You can now read 10 articles in a month for free on BostonGlobe.com. Read as much as you want anywhere and anytime for just 99¢.

The Boston Globe

Sports

Revolution 2, Earthquakes 0

Revolution step up, dominate Earthquakes

Sene, Imbongo provide goals

FOXBOROUGH — Through 17 games, the New England Revolution have shaped an identity: Defensively sound but offensively strapped.

They have not established a rhythm.

Continue reading below

They slogged through March and April, scorched through May, and plateaued since then — straddled in the mucky middle of the Eastern Conference standings.

On Saturday, New England reached the season’s midpoint, a home match against the weary San Jose Earthquakes.

“It was a very important game,” Revolution striker Saer Sene said. “Sometimes this is when we give points away. So this is a game we needed to win.”

They did, defeating San Jose, 2-0, at Gillette Stadium. It was characteristic because of offensive flashes without fruition and a shutout from goalie Bobby Shuttleworth — his eighth, tied for most in Major League Soccer.

But it also presented promise of a strong second half. The win kept the Revolution (6-5-6, 24 points) within two points of the Houston Dynamo for fifth place in the Eastern Conference — the final playoff spot.

Continue reading below

Said coach Jay Heaps: “We needed to get home, get some points, and move on to the next game.”

San Jose (5-9-6, 21 points) was without reigning league MVP Chris Wondolowski (traveling with the US national team) and 2012 MLS Defender of the Year finalist Victor Bernardez (yellow card suspension).

The Earthquakes also have the league’s worst road record — now 1-8-2 — and were coming off a Wednesday night match in Chicago. They flew to Boston Thursday, practiced at about 1 p.m. Friday, and played Saturday night.

The Revolution, playing at home for the first time since June 8, exploited their weary opponent. They swarmed San Jose’s net with 11 attempts on goal in the first half. The Earthquakes mustered nine attempts the entire game.
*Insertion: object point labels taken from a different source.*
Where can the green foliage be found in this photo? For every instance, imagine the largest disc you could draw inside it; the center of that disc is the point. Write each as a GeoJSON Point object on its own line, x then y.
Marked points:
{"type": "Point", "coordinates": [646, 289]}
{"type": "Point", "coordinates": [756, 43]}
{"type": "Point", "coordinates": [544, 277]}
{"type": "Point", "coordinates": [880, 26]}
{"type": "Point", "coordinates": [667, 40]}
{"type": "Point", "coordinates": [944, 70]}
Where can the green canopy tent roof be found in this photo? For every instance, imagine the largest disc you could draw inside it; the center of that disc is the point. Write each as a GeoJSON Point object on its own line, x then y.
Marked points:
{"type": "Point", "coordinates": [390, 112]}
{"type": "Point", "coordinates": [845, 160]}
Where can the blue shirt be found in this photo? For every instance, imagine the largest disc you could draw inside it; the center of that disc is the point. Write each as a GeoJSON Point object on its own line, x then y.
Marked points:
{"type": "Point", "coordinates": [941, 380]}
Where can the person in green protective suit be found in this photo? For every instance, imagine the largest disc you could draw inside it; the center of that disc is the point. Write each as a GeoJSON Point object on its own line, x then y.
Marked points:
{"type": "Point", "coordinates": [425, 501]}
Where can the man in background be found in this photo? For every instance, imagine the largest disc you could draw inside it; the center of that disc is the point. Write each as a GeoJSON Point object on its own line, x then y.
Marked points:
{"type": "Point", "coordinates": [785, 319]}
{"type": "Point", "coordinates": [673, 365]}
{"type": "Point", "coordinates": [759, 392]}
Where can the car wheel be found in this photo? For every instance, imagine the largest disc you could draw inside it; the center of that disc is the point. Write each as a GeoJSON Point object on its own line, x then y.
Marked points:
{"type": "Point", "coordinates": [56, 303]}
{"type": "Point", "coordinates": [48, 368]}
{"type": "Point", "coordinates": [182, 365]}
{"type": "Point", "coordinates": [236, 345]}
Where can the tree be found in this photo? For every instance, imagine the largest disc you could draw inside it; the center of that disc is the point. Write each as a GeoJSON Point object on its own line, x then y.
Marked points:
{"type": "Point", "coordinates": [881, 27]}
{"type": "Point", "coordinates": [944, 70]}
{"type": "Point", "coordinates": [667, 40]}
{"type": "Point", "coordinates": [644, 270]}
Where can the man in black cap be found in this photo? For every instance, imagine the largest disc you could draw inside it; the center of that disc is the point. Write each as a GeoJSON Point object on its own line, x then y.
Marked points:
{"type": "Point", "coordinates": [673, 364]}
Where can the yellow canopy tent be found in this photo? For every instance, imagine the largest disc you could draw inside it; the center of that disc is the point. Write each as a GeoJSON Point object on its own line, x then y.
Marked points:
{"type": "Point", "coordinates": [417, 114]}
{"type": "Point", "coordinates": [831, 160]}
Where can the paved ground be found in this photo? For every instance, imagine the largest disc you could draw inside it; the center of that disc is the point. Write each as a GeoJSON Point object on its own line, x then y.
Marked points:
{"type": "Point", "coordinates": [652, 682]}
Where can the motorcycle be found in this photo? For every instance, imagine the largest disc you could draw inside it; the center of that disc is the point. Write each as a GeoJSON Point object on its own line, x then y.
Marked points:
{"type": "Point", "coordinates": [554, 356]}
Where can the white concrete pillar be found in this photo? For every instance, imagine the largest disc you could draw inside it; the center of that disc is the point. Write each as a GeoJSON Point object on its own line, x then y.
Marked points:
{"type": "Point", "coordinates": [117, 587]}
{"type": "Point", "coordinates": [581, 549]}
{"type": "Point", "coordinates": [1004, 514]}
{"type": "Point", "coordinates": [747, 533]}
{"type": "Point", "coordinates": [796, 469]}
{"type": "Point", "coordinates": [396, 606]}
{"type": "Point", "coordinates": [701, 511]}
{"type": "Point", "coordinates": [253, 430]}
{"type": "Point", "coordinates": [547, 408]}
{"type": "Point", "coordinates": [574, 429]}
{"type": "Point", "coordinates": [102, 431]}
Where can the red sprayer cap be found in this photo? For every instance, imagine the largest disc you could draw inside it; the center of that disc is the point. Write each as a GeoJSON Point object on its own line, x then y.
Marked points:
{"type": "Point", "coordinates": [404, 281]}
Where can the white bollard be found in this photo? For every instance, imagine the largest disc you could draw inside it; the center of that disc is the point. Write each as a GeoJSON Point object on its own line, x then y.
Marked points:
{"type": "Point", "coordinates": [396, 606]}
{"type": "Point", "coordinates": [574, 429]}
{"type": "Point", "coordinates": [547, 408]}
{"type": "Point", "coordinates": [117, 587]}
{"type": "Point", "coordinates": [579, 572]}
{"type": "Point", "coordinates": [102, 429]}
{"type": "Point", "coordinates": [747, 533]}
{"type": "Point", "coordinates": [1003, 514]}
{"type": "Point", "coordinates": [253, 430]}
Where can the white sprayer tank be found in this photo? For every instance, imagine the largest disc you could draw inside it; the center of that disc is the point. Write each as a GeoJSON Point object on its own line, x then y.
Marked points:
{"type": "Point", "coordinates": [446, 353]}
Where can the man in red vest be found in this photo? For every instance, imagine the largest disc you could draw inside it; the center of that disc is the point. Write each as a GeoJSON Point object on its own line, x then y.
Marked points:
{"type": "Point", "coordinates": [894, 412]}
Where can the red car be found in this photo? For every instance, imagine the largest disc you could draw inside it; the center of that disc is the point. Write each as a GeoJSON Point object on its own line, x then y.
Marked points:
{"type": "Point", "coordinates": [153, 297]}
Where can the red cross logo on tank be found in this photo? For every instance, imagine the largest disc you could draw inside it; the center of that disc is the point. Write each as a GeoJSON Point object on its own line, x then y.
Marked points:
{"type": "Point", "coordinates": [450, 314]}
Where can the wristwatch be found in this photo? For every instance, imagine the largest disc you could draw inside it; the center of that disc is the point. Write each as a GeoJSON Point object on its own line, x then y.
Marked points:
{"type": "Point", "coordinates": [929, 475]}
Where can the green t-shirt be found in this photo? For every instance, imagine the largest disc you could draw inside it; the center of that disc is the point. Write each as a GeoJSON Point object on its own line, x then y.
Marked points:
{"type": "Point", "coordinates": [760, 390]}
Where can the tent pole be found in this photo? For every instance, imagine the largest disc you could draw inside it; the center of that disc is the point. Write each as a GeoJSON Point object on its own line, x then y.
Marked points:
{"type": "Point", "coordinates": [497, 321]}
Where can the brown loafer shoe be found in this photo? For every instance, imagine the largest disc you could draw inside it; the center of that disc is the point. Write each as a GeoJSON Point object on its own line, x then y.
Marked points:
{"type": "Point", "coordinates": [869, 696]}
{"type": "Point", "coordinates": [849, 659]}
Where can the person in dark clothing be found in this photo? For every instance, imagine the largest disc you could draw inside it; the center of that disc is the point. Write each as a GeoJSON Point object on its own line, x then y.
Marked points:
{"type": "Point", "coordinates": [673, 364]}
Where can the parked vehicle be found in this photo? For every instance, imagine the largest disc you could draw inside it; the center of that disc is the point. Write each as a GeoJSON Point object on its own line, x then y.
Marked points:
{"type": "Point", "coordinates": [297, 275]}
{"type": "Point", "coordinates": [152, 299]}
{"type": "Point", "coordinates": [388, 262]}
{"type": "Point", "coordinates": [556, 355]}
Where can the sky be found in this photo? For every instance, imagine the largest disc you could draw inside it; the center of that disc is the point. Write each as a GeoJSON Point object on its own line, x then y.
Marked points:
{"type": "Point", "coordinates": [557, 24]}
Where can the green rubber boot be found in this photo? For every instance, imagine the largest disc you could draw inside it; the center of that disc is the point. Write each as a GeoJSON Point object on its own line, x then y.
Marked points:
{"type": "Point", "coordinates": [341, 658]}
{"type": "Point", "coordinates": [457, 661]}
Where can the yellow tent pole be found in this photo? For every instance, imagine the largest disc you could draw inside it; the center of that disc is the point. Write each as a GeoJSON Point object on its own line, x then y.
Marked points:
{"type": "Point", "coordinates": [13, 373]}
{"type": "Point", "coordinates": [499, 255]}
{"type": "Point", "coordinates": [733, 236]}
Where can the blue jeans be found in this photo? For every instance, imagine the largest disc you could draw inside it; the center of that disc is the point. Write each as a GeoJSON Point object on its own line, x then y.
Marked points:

Sene broke through in the 13th minute. Left unattended about 25 yards from the net, Sene controlled possession then shot a rocket past goaltender Jon Busch.

“I like to shoot from far away,” Sene said. “I don’t think too much. Just shoot.”

New England pressed after that but entered halftime leading just 1-0.

The Revolution sealed it in the 78th minute. Midfielder Lee Nguyen, who assisted on Sene’s goal, directed a pass across the box. Charging in was reserve midfielder Dimitry Imbongo, who slid past San Jose midfielder Brad Ring to deflect the ball into the net.

The Revolution played without recent acquisition Juan Agudelo (right knee sprain), a flashy forward and rising star on the US national team. He was added in May as the team felt it needed an offensive spark.

Still, the Revolution have scored only six goals in the last four games. Saturday’s dominance in the offensive zone was a good start, but Heaps remains cautious.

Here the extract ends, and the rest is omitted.